Free Speech Can Be Anti-Gay

Federal judge rules that public colleges cannot bar leafleting by groups whose views contradict anti-bias policies.

January 26, 2015

A federal judge has rejected a series of arguments from Waubonsee Community College about why it should be permitted to bar an anti-gay group from passing out fliers on campus.

The group's advocacy for positions that run counter to the Illinois college's anti-bias policies are not a legal justification, the judge ruled, and barring the group from leafleting would violate First Amendment principles. Judge Robert W. Gettelman ordered the college to come up with new policies this week that would not limit constitutionally protected free speech.

The request to distribute fliers came from a group called Heterosexuals Organized for a Moral Environment, which frequently goes by its acronym HOME. The group argues that gay relationships are immoral, that AIDS shows the dangers of being gay, and that the existence of gay people causes problems for straight people. "[T]he more homosexuals there are in the world the fewer potential mates for heterosexuals. And why would straight people want their choices of potential mates limited (especially by immoral lifestyles)?" says the group's website.

HOME asked Waubsonsee for permission to distribute two of its handouts: "The Uncensored Truth About Homosexuality" and "Gay Activism and Freedom of Speech and Religion."

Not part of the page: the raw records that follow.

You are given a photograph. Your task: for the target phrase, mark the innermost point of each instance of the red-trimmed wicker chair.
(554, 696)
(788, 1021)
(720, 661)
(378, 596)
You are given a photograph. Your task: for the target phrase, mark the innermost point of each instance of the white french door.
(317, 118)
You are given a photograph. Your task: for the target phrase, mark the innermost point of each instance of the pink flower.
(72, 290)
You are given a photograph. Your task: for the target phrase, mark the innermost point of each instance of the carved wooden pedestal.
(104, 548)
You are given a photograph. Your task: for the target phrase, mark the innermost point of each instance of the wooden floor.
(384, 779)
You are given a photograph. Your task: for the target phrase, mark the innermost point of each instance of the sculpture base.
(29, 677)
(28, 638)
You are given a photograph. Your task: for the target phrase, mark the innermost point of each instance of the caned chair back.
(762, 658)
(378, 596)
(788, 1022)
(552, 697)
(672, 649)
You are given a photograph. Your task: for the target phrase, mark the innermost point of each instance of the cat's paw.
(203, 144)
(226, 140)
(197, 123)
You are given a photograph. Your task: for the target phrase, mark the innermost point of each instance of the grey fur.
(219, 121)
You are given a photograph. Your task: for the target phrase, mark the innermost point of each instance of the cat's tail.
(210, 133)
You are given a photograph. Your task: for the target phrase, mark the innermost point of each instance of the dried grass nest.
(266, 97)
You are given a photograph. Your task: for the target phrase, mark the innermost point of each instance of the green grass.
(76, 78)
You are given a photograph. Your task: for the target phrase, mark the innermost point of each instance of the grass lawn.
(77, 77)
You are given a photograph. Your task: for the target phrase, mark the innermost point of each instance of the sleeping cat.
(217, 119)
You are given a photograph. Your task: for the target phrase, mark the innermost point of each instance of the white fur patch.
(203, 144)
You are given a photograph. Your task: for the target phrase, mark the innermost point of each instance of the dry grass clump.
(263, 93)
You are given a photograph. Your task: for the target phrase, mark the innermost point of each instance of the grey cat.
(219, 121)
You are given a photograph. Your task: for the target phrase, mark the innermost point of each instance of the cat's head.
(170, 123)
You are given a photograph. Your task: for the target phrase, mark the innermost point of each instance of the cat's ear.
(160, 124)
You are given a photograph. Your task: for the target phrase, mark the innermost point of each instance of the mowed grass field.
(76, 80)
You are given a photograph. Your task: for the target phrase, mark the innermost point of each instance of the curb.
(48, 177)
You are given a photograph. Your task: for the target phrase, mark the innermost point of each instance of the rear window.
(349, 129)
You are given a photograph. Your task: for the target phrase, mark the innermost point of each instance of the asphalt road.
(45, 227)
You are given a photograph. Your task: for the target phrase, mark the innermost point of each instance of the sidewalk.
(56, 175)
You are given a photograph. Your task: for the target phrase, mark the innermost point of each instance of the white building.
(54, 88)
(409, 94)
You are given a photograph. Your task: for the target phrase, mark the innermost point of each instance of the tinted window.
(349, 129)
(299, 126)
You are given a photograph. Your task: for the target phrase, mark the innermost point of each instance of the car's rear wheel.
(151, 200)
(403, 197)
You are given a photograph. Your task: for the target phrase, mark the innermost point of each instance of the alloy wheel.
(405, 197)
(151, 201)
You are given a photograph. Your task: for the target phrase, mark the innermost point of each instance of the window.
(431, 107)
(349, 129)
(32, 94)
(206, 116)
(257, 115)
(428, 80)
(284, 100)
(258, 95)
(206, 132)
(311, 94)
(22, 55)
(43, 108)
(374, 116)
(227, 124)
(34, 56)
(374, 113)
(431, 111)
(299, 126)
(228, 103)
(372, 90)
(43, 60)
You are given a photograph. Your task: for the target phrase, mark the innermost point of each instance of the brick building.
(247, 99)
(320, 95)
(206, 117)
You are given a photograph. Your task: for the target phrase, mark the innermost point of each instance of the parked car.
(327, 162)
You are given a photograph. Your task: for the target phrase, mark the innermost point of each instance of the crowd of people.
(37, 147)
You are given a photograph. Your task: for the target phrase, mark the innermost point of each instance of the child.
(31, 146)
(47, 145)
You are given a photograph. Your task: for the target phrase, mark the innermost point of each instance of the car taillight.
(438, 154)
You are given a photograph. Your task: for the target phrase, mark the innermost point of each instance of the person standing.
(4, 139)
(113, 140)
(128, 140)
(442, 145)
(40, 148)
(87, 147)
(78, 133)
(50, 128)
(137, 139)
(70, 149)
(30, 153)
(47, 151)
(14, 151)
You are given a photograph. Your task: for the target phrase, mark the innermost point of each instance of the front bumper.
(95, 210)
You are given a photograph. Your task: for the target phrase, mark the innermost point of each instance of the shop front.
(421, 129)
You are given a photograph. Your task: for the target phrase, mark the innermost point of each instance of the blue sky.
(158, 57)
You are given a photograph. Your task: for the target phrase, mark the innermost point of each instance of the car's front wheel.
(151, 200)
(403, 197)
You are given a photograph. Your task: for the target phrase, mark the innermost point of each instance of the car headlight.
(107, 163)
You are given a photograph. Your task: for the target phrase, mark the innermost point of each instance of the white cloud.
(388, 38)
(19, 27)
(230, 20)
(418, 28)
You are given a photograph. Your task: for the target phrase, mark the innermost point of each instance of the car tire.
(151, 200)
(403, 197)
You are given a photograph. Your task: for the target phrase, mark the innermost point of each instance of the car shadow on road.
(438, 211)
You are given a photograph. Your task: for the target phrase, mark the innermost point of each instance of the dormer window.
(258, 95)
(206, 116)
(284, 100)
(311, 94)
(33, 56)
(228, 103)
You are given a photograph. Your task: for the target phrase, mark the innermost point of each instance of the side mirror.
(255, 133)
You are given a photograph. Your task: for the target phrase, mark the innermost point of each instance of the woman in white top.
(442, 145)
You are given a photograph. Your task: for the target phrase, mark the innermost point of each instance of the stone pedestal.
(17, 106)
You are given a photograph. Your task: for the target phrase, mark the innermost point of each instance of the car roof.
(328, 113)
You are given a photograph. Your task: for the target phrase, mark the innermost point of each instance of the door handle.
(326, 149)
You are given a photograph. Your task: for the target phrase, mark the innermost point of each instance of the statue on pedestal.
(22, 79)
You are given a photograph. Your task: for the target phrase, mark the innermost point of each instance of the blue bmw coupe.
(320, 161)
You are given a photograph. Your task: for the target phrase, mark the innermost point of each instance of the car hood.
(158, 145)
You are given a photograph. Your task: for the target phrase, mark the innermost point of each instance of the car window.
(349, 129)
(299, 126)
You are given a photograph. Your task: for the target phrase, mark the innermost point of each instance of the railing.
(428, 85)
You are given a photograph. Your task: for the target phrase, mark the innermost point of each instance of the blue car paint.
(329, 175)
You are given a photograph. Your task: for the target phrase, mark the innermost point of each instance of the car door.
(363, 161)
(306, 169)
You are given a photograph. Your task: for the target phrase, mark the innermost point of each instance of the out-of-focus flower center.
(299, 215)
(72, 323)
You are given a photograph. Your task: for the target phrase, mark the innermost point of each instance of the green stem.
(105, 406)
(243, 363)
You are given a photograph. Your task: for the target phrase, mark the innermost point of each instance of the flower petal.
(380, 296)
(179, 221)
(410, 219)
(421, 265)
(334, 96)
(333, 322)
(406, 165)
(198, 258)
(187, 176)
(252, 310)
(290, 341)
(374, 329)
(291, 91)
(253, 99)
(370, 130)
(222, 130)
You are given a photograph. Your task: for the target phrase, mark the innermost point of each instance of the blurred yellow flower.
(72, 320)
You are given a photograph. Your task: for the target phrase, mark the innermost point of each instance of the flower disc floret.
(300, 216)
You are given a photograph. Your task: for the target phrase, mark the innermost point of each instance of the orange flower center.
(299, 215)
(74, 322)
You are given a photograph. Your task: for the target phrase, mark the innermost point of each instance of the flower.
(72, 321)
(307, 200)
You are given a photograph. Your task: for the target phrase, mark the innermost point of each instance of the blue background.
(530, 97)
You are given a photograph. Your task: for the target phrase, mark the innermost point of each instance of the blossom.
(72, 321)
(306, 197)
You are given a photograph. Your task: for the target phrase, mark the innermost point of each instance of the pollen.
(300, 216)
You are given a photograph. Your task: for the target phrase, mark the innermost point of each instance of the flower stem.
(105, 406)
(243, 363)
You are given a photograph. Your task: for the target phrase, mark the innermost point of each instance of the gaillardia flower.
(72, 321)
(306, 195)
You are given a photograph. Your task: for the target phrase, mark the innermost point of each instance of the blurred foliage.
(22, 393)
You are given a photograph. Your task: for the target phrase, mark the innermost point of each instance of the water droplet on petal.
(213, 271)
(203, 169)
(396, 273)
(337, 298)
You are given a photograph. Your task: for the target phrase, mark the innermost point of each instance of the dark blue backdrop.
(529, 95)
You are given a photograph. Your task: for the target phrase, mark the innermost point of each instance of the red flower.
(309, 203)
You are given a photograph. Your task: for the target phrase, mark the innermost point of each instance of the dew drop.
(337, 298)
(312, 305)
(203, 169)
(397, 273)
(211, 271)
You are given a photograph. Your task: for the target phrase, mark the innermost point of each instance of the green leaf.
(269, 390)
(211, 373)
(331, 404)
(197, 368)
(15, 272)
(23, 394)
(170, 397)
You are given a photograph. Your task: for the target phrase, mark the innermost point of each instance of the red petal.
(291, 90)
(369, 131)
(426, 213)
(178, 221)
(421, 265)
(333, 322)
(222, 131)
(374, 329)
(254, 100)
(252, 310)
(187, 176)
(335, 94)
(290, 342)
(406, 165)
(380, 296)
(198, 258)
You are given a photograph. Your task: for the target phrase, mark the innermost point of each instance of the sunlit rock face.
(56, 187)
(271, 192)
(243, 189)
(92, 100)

Judge Gettelman did not dispute that the anti-gay views outlined in the fliers would promote policies that violate the college's anti-bias policies, which include sexual orientation as a status on which the college will not discriminate.

But not only did he find that the argument was inconsistent with First Amendment principles, he also said the college undercut its own claims that its policies on leaflets were content-neutral.

The judge quoted from a college letter to HOME denying the organization's request because its message was “in direct conflict with and disruptive of the college’s mission to uphold and adhere to the legal requirements for maintaining a non-discriminatory educational enforcement, free of unlawful hostility.”

Wrote Judge Gettelman: "Reliance on WCC’s anti-discrimination policy to bar plaintiffs from leafleting controverts defendant’s argument that the decision to reject plaintiffs’ request was content-neutral. Instead, the content of plaintiffs’ speech, which the school considered to violate its anti-discrimination policy, was the precise basis for WCC’s decision. Consequently, the court finds that defendant discriminated against plaintiffs based on the content of their speech."

In a footnote, the judge wrote that the First Amendment was intended for all ideas. "[I]t is not popular ideas, accepted by all, that need protecting. It is unpopular, even offensive, ideas that our most closely held constitutional right seeks to shelter," he said.

The press office at Waubonsee did not respond to a request for comment.